According to an article, Nevada imposes a live entertainment tax on admission charges, food, beverages, and merchandise purchased at an event featuring live entertainment.
While this tax includes multiple variations depending on entertainment and occupancy, the baseline effective October 1, 2015 is a 9% of the admission charge to a facility that provides live entertainment with a minimum occupancy of 200; or 9% of the charge, expressed in money, for the live entertainment.
"If music or vocals by one or more professional or amateur musicians or vocalists perform, you can expect to have the live entertainment tax applied to your bill" which, in this case, would be 10%.

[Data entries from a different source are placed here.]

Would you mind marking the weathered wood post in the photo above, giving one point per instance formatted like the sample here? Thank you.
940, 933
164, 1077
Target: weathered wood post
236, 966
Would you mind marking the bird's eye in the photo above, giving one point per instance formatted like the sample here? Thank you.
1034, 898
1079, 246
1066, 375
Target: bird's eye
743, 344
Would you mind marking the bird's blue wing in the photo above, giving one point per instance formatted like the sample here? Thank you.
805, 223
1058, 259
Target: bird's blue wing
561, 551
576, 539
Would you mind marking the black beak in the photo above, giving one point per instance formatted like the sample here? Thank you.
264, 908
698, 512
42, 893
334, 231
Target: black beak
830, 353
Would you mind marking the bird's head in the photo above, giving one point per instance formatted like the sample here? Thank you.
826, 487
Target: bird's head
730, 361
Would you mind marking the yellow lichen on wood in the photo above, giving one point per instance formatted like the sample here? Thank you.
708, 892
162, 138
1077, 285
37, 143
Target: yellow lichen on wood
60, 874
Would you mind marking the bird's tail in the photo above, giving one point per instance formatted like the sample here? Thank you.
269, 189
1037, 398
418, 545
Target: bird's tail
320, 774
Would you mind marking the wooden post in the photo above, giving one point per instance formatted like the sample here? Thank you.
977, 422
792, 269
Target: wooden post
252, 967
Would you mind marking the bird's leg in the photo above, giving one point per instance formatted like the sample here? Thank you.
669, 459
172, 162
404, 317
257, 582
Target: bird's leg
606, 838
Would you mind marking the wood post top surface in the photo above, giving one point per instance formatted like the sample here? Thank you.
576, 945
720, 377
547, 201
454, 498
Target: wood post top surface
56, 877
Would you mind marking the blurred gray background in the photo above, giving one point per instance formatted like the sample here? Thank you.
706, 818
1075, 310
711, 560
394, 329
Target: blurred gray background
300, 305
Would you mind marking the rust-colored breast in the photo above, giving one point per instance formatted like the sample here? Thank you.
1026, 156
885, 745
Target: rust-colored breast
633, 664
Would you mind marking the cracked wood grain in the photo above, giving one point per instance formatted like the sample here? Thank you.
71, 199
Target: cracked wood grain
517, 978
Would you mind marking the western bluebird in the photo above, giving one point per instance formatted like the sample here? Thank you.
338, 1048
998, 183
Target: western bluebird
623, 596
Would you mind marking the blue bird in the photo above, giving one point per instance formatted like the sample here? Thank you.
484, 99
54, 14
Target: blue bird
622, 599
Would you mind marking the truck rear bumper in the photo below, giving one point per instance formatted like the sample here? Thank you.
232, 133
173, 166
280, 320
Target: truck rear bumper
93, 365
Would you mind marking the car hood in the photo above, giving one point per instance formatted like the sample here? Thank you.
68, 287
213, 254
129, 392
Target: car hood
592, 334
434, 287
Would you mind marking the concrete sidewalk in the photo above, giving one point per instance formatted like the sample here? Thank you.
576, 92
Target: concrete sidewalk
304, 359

However, to make things more confusing, if the music "does not routinely rise to the volume that interferes with casual conversation would not generally cause patrons to watch as well as listen or if the music consists of un-advertised occasional performances by employees who are not primarily entertainers, or if the restaurant is in a licensed gaming establishment and the bandstand is located in a licensed gaming area, the tax is also inapplicable as long as the performers stroll continuously throughout the facility if the establishment has a gaming license or move constantly through the audience if it doesn’t."
But wait, there's more.
"If the venue has a maximum occupancy of 7,500 or more, the tax rate drops to 5 percent and only applies to admissions charges, not to other purchases like food, beverages, and merchandise."